Cuyahoga County

Cuyahoga County Sexual Assault Kit Task Force Awarded $3,000,000 Grant; Federal Funding Will Include Genealogical Testing



CLEVELAND – Cuyahoga County Prosecutor Michael C. O’Malley announced that the Cuyahoga County Prosecutor’s Office (CCPO) Sexual Assault Kit Task Force (SAKTF) was awarded two grants, totaling $3,000,000, from the U.S. Department of Justice.  Between October 2019 and September 2022, these awards will be primarily used to: 

Expand the SAKTF’s Owed DNA Project
Implement genealogy searches of “John Doe” indictments
Continue partnership with Case Western Reserve University (CWRU) and Cleveland Rape Crisis Center
Maintain personnel and training

 “This new funding will be instrumental in helping us identify, track, and eventually apprehend criminals who have long eluded justice,” said Prosecutor O’Malley.  “We look forward to collaborating with our partners as we seek to remove dangerous predators from our communities.”

These grants will be used to expand research and operations of the Owed DNA Project.  They will help researchers review, improve, and optimize swabbing protocols as they relate to the collection of lawfully owed DNA from offenders.  Prior funding led to the creation of a census that identified 15,370 offenders whose DNA was not inputted in the Combined DNA Index System (CODIS).  Since then, over 1,500 offenders have been swabbed, 63 of which produced a CODIS “hit” to another crime (including murder, sexual assault, robbery, and others).  Further research will focus on quantitative and qualitative analyses of County felony arrest data, DNA collection procedures at booking, and law enforcement personnel interviews, which will assist in the collection of the 13,000+ offenders that lawfully owe DNA in Cuyahoga County.  

The grants will be used for a pilot project aimed at determining the identities of a sample of indicted “John Does” – DNA profiles charged that did not produce a CODIS hit.  The SAKTF currently has indicted 146 “John Does,” 13 of which have been identified due to subsequent arrests and/or convictions.  Of the remaining 136 profiles, the SAKTF will contract with private labs to conduct genealogical searches on 5-10 serial John Does, with an option to conduct additional testing.

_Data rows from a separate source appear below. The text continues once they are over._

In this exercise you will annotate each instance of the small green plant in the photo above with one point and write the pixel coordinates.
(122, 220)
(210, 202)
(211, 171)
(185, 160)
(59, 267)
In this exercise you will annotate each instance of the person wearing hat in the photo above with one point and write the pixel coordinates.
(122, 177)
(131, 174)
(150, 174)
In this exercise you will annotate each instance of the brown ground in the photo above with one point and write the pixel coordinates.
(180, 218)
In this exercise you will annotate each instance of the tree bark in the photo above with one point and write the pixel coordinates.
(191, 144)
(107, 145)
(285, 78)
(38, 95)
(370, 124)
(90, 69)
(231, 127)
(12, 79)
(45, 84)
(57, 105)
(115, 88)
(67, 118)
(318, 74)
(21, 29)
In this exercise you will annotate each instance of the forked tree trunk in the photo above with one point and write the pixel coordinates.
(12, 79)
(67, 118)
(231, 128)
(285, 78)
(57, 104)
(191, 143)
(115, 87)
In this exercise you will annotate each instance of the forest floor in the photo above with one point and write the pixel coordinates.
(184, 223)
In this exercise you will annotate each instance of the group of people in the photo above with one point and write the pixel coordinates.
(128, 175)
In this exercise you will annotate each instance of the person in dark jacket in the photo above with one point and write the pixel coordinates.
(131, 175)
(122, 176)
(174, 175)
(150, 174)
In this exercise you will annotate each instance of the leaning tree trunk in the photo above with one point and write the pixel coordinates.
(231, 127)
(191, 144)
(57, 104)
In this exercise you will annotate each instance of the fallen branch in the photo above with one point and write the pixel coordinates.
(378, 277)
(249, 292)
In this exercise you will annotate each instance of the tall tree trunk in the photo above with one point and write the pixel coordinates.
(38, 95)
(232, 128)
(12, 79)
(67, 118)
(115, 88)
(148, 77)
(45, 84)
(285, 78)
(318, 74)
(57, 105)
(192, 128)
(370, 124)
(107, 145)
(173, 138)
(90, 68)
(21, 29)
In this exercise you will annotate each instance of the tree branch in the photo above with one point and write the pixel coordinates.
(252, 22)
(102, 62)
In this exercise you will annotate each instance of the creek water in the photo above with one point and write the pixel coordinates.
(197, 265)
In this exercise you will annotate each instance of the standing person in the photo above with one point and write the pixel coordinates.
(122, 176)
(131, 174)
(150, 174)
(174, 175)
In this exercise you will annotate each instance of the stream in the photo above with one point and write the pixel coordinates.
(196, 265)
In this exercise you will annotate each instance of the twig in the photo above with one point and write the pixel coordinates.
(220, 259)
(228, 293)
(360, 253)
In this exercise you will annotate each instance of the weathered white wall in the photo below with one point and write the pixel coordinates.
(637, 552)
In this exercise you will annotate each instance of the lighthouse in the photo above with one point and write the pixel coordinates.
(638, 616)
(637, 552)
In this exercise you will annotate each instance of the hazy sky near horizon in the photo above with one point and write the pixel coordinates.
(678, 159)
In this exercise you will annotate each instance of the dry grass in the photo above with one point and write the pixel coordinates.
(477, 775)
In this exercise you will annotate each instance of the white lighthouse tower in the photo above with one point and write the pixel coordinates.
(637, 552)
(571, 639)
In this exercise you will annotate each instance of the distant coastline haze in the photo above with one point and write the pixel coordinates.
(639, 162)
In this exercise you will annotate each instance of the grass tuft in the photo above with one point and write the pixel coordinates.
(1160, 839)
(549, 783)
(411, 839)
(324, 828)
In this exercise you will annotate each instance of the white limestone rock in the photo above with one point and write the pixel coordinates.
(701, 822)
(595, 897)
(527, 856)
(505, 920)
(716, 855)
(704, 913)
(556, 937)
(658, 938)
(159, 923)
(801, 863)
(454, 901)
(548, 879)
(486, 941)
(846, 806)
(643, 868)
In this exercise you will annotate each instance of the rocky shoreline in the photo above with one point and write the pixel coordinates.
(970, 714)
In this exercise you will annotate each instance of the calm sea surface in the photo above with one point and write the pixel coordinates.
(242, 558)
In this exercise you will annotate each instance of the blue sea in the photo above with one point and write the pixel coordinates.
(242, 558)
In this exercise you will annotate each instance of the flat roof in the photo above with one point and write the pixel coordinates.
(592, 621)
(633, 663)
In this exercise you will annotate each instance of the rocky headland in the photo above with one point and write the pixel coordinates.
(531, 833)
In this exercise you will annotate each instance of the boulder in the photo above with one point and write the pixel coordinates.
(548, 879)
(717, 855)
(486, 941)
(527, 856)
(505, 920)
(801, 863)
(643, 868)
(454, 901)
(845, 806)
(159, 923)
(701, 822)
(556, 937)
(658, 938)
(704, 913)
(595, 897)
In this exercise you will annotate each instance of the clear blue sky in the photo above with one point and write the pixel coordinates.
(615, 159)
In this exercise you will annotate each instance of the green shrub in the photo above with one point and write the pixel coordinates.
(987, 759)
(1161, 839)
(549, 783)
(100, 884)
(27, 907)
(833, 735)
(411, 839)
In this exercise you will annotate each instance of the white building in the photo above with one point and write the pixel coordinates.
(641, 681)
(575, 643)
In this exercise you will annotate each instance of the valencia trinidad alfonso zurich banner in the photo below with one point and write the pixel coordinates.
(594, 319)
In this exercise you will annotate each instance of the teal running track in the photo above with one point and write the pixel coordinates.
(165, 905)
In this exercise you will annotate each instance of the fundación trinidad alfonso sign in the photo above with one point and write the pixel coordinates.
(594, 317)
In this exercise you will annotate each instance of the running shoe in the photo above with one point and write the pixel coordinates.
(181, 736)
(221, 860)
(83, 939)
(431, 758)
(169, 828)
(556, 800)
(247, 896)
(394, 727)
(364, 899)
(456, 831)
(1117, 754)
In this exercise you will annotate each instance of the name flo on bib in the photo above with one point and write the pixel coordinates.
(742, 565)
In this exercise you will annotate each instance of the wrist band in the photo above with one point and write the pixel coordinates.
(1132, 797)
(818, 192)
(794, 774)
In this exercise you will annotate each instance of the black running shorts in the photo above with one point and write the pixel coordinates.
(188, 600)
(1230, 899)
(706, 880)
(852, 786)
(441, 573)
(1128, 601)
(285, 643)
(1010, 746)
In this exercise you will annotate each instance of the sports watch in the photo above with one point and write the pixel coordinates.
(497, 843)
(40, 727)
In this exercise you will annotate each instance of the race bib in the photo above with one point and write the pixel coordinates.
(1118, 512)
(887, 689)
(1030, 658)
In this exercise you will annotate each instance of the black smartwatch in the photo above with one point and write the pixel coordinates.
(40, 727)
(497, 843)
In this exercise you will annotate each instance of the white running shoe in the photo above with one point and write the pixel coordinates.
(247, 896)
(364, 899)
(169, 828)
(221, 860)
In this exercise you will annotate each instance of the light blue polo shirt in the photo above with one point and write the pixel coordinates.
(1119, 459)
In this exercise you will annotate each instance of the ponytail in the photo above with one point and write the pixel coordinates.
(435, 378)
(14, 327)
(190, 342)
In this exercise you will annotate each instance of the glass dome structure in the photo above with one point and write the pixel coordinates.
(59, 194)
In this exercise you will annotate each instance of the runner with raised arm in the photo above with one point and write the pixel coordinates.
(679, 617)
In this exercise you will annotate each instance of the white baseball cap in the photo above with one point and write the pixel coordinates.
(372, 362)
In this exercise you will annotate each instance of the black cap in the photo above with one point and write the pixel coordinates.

The grants will provide funding to continue the SAKTF’s partnerships with the Begun Center for Violence Prevention Research and Education at CWRU’s Mandel School of Applied Social Sciences and with the Cleveland Rape Crisis Center.  Money will go towards additional researchers, advocates, equipment, and traveling expenses.

“Our current collaboration with the Cuyahoga County Prosecutor’s Office and Sexual Assault Kit Task Force has resulted in research that is already changing what we know about sexual assault, the offenders who commit it, and the efficacy of testing kits,” said Rachel Lovell, PhD, the lead researcher on the project. “We are excited for the opportunity to continue to collaborate on this initiative to further improve how the system responds to sexual assault.”

Funding will also help maintain current SAKTF staffing levels and provide continued training for all Task Force members.

In 2013, the CCPO assembled the SAKTF to address investigative leads that resulted from the testing of previously unsubmitted rape kits, primarily between 1993-2009.  The SAKTF is led by the CCPO and includes the Cleveland Police Department, Ohio Bureau of Criminal Investigation, Cuyahoga County Sheriff’s Department, Case Western Reserve University, and the Cleveland Rape Crisis Center.  Since its inception, the SAKTF’s efforts have resulted in 754 defendants indicted, the highest number of any SAKTF in the country.